The crowd for Guns N’ Roses show at Denver’s Mile High Stadium on Aug. 2. (Dylan Owens, The Know)
Since before I can remember, Guns N’ Roses has reminded me of the bowling alley.
It’s not just the fact that Axl Rose and Slash look like two dudes you’d find propped against a Harley Davidson in the parking lot of your local alley. (Even at 55 and 52, respectively, they still look like they could steal your beer money.) Or that Slash’s glossy, color-burst Les Paul evokes the slick oil-on-wood aesthetic of the lanes. It’s that they both conjure up memories of that certain late-1980s, early-1990s era when bowling alleys were, like the mall or a bar, a town commons — a place to park your Camaro, kick up your heels and blast Guns N’ Roses between frames.
Since those landline days, the fate of the band and the bowling alley has followed a similar trajectory. Once popular, Guns N’ Roses trended towards the gutter in the late ’90s, settling into a nostalgic corner of the heart for those who remember when the boys from Hollywood — as they’re still introduced on stage to this day — were the hottest ticket in town. (Even after Slash was kicked out of the band a little over two decades ago.)
But as you can see at Crown Lanes on the right night, nostalgia never goes out of style. Hence, Guns N’ Roses’ Not In This Lifetime Tour, which brings original members Rose, Slash and Duff McKagan together on stage for the first time since 1993’s Use Your Illusion Tour. Now in its 16th month, the circuit is the highest-grossing tour of 2017 and, if Wikipedia is to be believed, the tenth highest grossing rock tour of all time.
On Wednesday evening, Denver got its chance to see what the hundreds of millions of dollars’ worth of fuss was about. Including an opening set from alt-country troubadour Sturgill Simpson, the evening packed nearly five hours of music. Awful “Chinese Democracy” track after beautiful Soundgarden cover (a powerful late-set rendition of “Black Hole Sun”), GNR’s setlist alone swelled to 30 songs, tent-poled near the beginning, middle and end by the band’s smash hits: “Welcome to the Jungle,” “Sweet Child O’ Mine” and “Paradise City.”
As economical as that sounds, fans probably could have done more with less. Many in the two-thirds full stadium took a 30-minute seat break for a stretch of slower ballads like “This I Love,” “Yesterdays” and “Coma.” Sure, the band doesn’t come around that often, but the bloat was blatant.
One potential reason for the tour’s record-setting grosses, aside from its insanely priced merch (the $ 40 T-shirts were par for the course; $ 500 leather jackets, less so), is the tour’s production. A handful of fireworks arrays aside, the Not In This Lifetime Tour was low-key in comparison to the onslaught of pyrotechnics and special effects Metallica trotted out two months prior, and downright tame compared to most arena pop shows. But seeing Rose rifle through a half-dozen outfits — including a snakeskin jacket and an ice-cube sized diamond ring for “November Rain,” beautifully adorned on the side-stage Jumbotrons by the caress of CGI rose petals — it’s obvious the money was well-spent elsewhere.

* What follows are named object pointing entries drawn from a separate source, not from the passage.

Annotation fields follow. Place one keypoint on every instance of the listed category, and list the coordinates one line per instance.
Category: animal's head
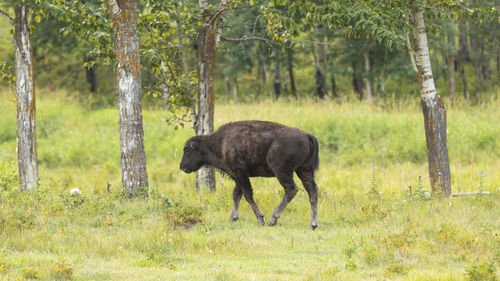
(193, 157)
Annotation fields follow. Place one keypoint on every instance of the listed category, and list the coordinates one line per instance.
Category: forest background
(358, 95)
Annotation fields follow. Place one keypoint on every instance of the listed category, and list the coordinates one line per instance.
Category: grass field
(370, 229)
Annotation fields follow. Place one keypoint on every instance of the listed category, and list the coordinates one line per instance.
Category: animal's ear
(194, 145)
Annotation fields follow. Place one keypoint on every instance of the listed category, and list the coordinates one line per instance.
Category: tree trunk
(123, 14)
(91, 76)
(235, 89)
(451, 66)
(26, 106)
(368, 83)
(463, 55)
(356, 82)
(434, 112)
(277, 75)
(318, 51)
(205, 176)
(334, 85)
(476, 59)
(290, 73)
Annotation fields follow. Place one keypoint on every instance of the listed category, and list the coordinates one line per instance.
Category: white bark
(423, 61)
(126, 41)
(26, 106)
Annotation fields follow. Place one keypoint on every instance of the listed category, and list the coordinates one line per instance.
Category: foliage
(8, 176)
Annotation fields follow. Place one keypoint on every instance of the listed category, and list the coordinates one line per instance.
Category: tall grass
(178, 234)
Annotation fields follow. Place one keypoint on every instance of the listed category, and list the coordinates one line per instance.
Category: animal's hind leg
(307, 178)
(246, 188)
(286, 180)
(237, 194)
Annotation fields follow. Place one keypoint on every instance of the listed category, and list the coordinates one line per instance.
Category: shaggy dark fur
(258, 149)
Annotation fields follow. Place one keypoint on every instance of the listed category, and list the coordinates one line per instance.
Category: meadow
(370, 228)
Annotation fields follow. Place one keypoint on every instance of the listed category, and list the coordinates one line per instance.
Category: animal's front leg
(237, 194)
(246, 187)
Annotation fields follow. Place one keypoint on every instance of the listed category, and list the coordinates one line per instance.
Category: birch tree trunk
(433, 109)
(463, 54)
(290, 73)
(368, 82)
(356, 81)
(205, 176)
(26, 107)
(123, 14)
(318, 50)
(451, 66)
(277, 75)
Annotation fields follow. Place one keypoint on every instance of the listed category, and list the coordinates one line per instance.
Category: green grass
(178, 234)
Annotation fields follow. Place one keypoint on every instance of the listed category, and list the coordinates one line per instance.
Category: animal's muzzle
(185, 170)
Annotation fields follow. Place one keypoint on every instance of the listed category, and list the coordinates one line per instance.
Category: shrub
(482, 272)
(61, 271)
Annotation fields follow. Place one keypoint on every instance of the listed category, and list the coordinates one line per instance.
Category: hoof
(273, 221)
(260, 221)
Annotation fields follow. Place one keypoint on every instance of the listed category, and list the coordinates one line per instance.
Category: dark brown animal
(258, 149)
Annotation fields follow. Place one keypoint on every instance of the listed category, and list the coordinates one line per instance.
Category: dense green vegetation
(178, 234)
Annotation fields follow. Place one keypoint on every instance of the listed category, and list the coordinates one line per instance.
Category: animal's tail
(315, 145)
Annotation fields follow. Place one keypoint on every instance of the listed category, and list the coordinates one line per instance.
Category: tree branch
(248, 38)
(7, 16)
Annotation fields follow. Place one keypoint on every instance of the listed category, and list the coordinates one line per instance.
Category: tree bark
(434, 111)
(463, 55)
(277, 75)
(91, 76)
(26, 106)
(451, 66)
(318, 51)
(476, 59)
(290, 73)
(235, 89)
(368, 82)
(205, 176)
(123, 14)
(334, 85)
(356, 82)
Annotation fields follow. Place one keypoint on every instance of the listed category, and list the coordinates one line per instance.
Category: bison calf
(258, 149)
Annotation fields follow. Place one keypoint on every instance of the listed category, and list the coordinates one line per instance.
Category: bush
(482, 272)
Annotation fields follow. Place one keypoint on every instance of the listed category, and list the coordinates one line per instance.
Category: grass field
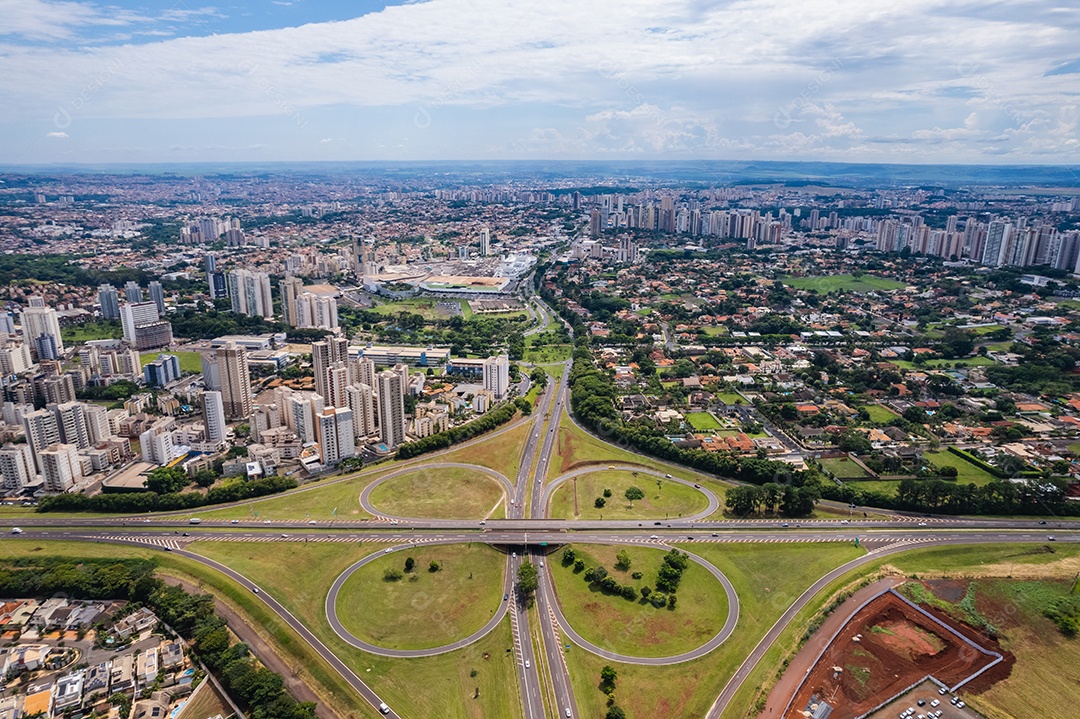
(702, 421)
(204, 702)
(968, 472)
(501, 452)
(767, 579)
(880, 414)
(449, 493)
(670, 500)
(436, 686)
(190, 362)
(314, 503)
(424, 609)
(848, 283)
(76, 334)
(637, 627)
(844, 469)
(548, 353)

Much has been made about the band’s age, an inevitable topic for a group that, like the Rolling Stones, epitomized youth culture in their long-since-gone heyday. A teleprompter between the speaker wedges on stage helped Rose stay on lyric, but couldn’t help him hit all the right notes. Rose hit the stage on Wednesday sounding like he was already 20 songs deep, creaking his way through “It’s So Easy.” Three songs later, he spouted the first lines of “Welcome to the Jungle” with a conservative halt, a far cry from its original wildcat rasp. But as the sun lowered, so did his inhibitions. By the time he got to “Used To Love Her” an hour and change later, he’d found his sweet spot — by no means lithe, but more than recognizable.
Behind his signature aviators and an inky mop of curls, Slash — “from uncharted territory,” as Rose introduced him — is still as hard to parse as ever, and as routinely incredible. He is the re-animated Gregor Clegane of Guns N’ Roses, to borrow from “Game of Thrones.” He only opened his mouth once — to sing through a vocoder — instead communicating through his army of guitars. (Even his acoustic guitar was fused onto an electric.) Mapping out visionary constellations on the fretboard, he was eerily calm, as if created solely to tease out arpeggiated sweeps and work teases to “The Godfather” theme song into his solos, as he did late in the night.
In an open area to the side of the pit, the riffs scored slow dances and drunk dudes getting booted from the show. Both were appropriate: For better or worse, Guns N’ Roses left no affiliated musical memory unexamined on Wednesday. The band captured the essence that one of its (again, very expensive) T-shirts still represents — not carpe diem, but carpe noctem — while outstaying its welcome just enough to remind fans of those things better left in the dust of your attic, under that copy of “Chinese Democracy” and, yeah, those bowling shoes you never use.
Due to Guns N’ Roses’ restrictive photo policy, we did not send a photographer to cover this concert.